A strong core is essential not only for athletes but also for everyday activities like carrying groceries, ironing, or raking the lawn. In short, having a robust core is vital for everyone. While the abdominals are the most well-known core muscle, the area comprises everything except the arms and legs, including the abdominal, back, and pelvic muscles.
Planks are among the most popular core exercises, but today, we will focus on training methods to strengthen the core using simple sliders.
What are sliders?
Sliders are a variation of the exercise wheel; however, instead of gripping a handle, you rest your weight on your palms. They are affordable; you can find them at fitness stores, novelty stores, or even those sold at hardware stores for moving furniture. If you don’t have sliders available, you can always use items like magazines or paper plates that slide smoothly on the floor.
Two hands slide — how to perform
Begin by placing sliders about a foot in front of you, then go onto all fours and put one hand on each slider. Tighten your core by pulling your navel toward your spine – this will help protect your lower back by reducing strain on it. Keep your head straight and gaze forward.

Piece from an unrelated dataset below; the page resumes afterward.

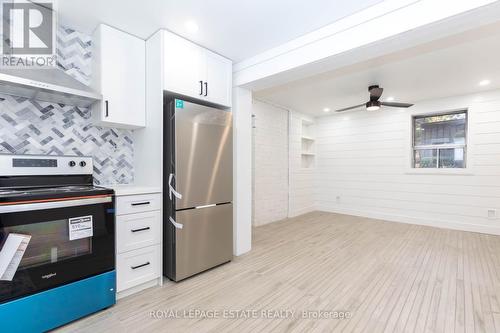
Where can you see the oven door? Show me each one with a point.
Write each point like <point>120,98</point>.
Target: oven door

Next, extend your arms out in front of you, pushing your body away from the sliders. Contract your core, then pull your body back to the original position.

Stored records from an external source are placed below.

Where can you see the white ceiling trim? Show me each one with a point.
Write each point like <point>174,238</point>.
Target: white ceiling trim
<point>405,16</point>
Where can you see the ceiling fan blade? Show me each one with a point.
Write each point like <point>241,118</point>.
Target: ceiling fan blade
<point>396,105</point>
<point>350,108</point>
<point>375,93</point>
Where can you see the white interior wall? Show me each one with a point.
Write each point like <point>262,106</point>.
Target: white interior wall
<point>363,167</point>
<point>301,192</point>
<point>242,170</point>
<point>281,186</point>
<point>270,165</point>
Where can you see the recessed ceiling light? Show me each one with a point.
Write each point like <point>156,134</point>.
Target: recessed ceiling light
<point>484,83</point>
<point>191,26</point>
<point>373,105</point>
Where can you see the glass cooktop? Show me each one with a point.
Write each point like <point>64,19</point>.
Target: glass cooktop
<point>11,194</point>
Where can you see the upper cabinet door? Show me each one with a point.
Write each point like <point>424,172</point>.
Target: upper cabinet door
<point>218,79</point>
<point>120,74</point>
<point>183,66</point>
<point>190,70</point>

Alternating hands slide — how to perform
This more difficult variation also targets your shoulders. Begin by sliding your hands together for a few inches or a foot in front of you. Hold your balance with your right arm while extending your left arm out in front of you. Contract your core and bring your left arm back to meet the right, then return to the starting position.

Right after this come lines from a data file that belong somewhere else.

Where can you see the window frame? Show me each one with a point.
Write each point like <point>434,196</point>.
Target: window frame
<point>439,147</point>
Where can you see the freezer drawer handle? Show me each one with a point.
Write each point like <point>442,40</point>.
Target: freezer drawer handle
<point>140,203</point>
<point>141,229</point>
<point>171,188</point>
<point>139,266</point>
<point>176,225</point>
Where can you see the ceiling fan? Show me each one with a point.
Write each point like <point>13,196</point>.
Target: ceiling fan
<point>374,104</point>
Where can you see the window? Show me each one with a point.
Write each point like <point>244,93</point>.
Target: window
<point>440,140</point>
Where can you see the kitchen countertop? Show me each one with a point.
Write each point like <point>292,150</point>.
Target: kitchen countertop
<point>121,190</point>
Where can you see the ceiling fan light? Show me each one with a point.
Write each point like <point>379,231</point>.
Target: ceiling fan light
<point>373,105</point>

Now, slide both arms out together for a few inches or a foot to maintain momentum and balance. Keep your left hand in place and slide your right arm forward. Contract your core and bring your right arm back to meet the left, then slide back to the original position.
Taking it step by step
Extend your arms as far as you can without losing balance. It may be challenging initially, and you might not fully extend if your core isn’t strong throughout its entire range of motion. Move halfway forward, pull in your navel, contract your abdomen, then contract your core to bring yourself back to the starting position. As your core gains strength and stability, you can extend further, hold the position longer, and perform more repetitions.
These exercises may be tough, but they’re highly effective in developing core strength and stability through your core’s extended range of motion. With consistent practice, you’ll notice significant improvements in your balance and strength.
Sliders are versatile, efficient, and budget-friendly tools that can help enhance your core workouts. By incorporating these slider exercises into your fitness routine, you’ll be on your way to developing a stronger, more stable core. Remember to take your time, progress gradually, and consistently practice for the best results.